Top Performing Submarkets in Each Large Market This Cycle

As the nation’s apartment market has enjoyed the upswing of the current economic cycle, an interesting pattern has emerged. Pieces of the market that don’t usually enjoy the spotlight are now stepping into it. Unexpected markets are pulling ahead of the traditional outperformers, typically lagging product classes are leading the way, and underestimated employment sectors are booming. It’s perhaps unsurprising, then, that unexpected submarkets emerged as rent growth leaders in their respective markets during the past eight years.

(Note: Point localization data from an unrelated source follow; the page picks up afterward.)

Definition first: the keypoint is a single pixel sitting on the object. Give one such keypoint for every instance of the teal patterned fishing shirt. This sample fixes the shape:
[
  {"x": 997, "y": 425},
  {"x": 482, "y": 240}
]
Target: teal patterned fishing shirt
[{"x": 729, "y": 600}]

RealPage examined 671 submarkets that make up the 50 largest apartment markets in the country and ranked them based on total rent growth from beginning of the cycle in 2010 through June 2018. The top-ranked submarkets in each market are identified in the map below.

 

When looking at each market’s best performing submarket by aggregate rent growth, leading neighborhoods tended to be in areas that historically underperform, with lower grade product lines, but close to more expensive areas with thriving economic cores. Most of these submarkets are suburban areas that started the cycle with more ground to gain, and generally delivered less new product than neighbors during the past eight years. Also, while rent growth in most of these submarkets started out strong in the early days of this economic cycle, operators have generally pulled back on the reins in the past two to three years.

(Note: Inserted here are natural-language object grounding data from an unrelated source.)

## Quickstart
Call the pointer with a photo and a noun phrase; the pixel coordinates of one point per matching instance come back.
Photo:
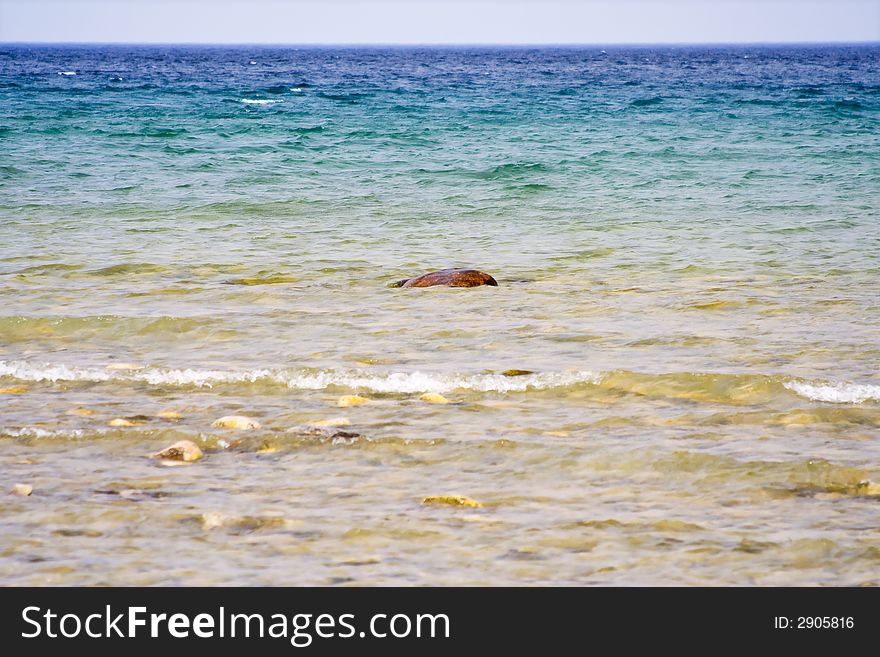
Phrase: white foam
(387, 382)
(48, 372)
(838, 393)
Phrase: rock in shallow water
(184, 450)
(352, 400)
(236, 422)
(22, 490)
(434, 398)
(450, 278)
(451, 500)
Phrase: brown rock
(184, 450)
(451, 278)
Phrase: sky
(439, 21)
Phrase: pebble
(451, 500)
(434, 398)
(516, 372)
(352, 400)
(184, 450)
(22, 490)
(236, 422)
(80, 411)
(331, 422)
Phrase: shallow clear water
(685, 241)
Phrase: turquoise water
(685, 241)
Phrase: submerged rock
(449, 277)
(331, 422)
(352, 400)
(184, 450)
(322, 432)
(451, 500)
(84, 412)
(22, 490)
(236, 422)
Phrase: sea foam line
(381, 382)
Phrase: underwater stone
(22, 490)
(352, 400)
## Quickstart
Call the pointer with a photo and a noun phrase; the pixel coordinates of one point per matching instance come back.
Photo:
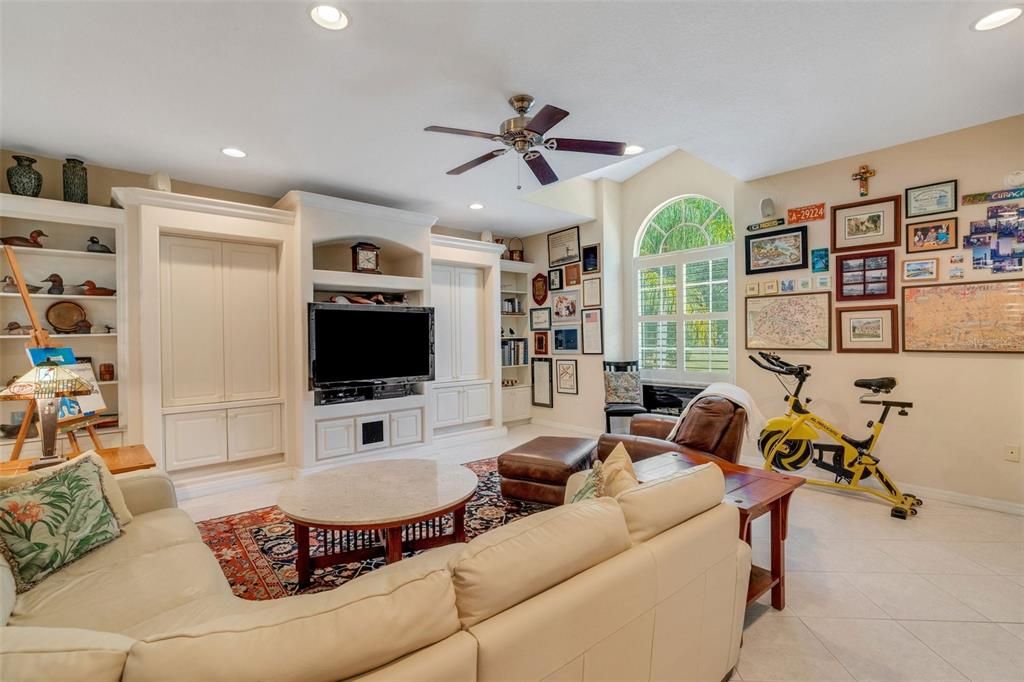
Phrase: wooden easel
(40, 338)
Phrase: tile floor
(868, 597)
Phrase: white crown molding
(34, 208)
(295, 199)
(465, 245)
(142, 197)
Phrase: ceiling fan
(521, 133)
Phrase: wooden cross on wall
(862, 174)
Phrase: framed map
(798, 322)
(969, 317)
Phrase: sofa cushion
(322, 637)
(49, 522)
(111, 488)
(43, 654)
(512, 563)
(118, 596)
(658, 505)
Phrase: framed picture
(964, 317)
(540, 289)
(800, 322)
(541, 343)
(870, 329)
(563, 247)
(819, 260)
(921, 270)
(572, 274)
(592, 293)
(565, 340)
(593, 332)
(540, 320)
(865, 276)
(860, 225)
(931, 199)
(565, 307)
(565, 377)
(932, 236)
(542, 377)
(592, 259)
(782, 250)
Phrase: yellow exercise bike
(787, 441)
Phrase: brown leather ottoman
(537, 470)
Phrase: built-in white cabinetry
(218, 321)
(515, 403)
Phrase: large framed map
(797, 322)
(966, 317)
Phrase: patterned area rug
(256, 549)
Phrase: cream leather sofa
(648, 586)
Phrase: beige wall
(101, 180)
(968, 407)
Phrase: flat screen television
(352, 344)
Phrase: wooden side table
(756, 493)
(119, 460)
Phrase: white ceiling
(752, 87)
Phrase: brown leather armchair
(714, 426)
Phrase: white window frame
(679, 376)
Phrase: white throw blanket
(733, 393)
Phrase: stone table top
(377, 494)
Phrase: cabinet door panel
(441, 295)
(250, 280)
(335, 437)
(195, 439)
(448, 407)
(469, 325)
(476, 402)
(253, 432)
(407, 427)
(192, 322)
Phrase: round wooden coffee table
(370, 509)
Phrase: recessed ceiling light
(329, 17)
(997, 18)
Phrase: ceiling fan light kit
(522, 133)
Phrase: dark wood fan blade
(585, 145)
(546, 119)
(461, 131)
(540, 166)
(476, 162)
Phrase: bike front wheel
(785, 454)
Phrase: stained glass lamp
(46, 384)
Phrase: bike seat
(881, 384)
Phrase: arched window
(683, 261)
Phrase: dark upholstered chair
(622, 391)
(714, 426)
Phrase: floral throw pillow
(622, 387)
(50, 522)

Though only one submarket per market is identified in the map above, many of the best performing submarkets in the nation are in just six West region markets. In fact, those six markets accounted for the top 52 submarket-level performances nationally. Unsurprisingly, those six markets also recorded the top market-level performances in the cycle: San Jose (59.1%), Oakland (54.5%), San Francisco (53.9%), Denver (51.8%), Seattle (49.2%) and Portland (48.1%).

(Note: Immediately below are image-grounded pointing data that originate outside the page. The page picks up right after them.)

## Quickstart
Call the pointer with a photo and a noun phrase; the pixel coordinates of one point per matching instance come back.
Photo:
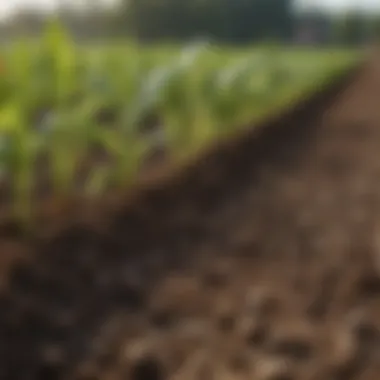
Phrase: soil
(260, 260)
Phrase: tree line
(223, 21)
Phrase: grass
(64, 108)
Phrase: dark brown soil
(260, 260)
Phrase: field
(80, 121)
(256, 258)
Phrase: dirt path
(262, 262)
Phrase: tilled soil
(259, 261)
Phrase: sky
(7, 7)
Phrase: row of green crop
(51, 92)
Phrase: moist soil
(260, 260)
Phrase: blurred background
(311, 22)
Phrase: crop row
(85, 119)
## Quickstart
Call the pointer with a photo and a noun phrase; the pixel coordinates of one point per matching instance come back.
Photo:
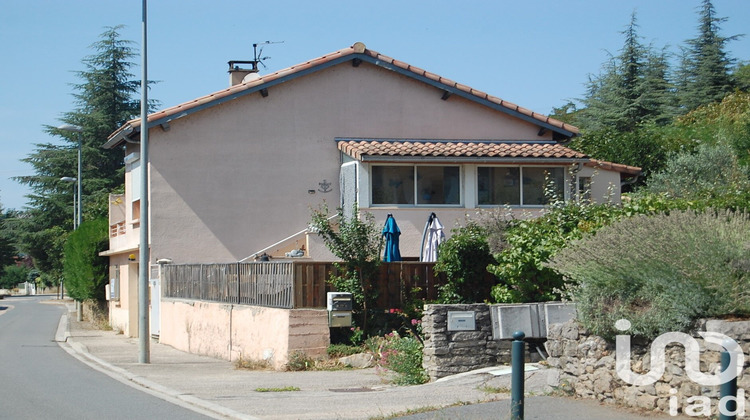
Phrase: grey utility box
(339, 305)
(339, 301)
(339, 319)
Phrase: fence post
(239, 277)
(728, 391)
(517, 359)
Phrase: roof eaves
(467, 159)
(119, 136)
(469, 93)
(618, 167)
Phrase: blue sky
(536, 53)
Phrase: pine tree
(104, 101)
(633, 88)
(7, 247)
(705, 71)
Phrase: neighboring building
(236, 173)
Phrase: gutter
(122, 135)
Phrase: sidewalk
(215, 388)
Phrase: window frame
(415, 189)
(520, 185)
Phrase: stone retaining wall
(587, 365)
(450, 352)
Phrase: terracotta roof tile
(371, 149)
(618, 167)
(178, 109)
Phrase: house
(235, 174)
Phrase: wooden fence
(291, 284)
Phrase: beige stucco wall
(233, 179)
(229, 331)
(605, 185)
(123, 313)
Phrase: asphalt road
(40, 380)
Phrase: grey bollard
(727, 391)
(517, 359)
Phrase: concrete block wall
(231, 332)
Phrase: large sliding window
(519, 186)
(423, 185)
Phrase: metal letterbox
(461, 321)
(339, 301)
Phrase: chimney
(238, 74)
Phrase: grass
(284, 389)
(420, 410)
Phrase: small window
(136, 210)
(438, 185)
(114, 283)
(584, 188)
(541, 185)
(423, 185)
(393, 185)
(513, 186)
(499, 186)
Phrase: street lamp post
(76, 129)
(75, 214)
(77, 207)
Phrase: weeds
(251, 364)
(284, 389)
(400, 356)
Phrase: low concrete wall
(231, 332)
(587, 365)
(118, 317)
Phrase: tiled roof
(358, 49)
(617, 167)
(379, 149)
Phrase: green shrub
(357, 241)
(712, 171)
(525, 245)
(464, 259)
(84, 270)
(401, 356)
(660, 272)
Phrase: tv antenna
(258, 58)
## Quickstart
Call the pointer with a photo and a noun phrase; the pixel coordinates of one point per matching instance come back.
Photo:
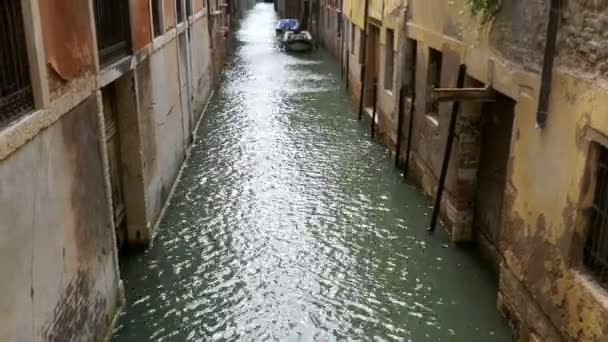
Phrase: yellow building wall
(547, 177)
(375, 9)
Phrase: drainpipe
(364, 51)
(547, 73)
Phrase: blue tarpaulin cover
(288, 24)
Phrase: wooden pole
(410, 130)
(362, 92)
(448, 151)
(364, 52)
(375, 108)
(399, 124)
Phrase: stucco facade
(530, 216)
(103, 138)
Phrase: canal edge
(161, 215)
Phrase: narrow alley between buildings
(290, 223)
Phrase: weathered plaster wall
(169, 14)
(543, 237)
(545, 290)
(142, 27)
(201, 66)
(162, 125)
(68, 43)
(56, 236)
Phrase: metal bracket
(485, 94)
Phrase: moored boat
(297, 41)
(286, 25)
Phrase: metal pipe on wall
(547, 73)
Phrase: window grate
(16, 96)
(179, 11)
(596, 246)
(113, 29)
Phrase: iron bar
(595, 256)
(113, 29)
(15, 86)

The first non-West region submarket to enter the list was the Atlanta suburb Roswell, whose 49.5% rent growth over the cycle was good enough for the 53rd spot in the national rankings.

Submarket-level performances ranged from only 4% growth in St. Louis City to nearly 70% growth in San Jose’s Mountain View/Palo Alto/Los Altos.

The national average rent growth over the cycle landed at 30.6% through June 2018.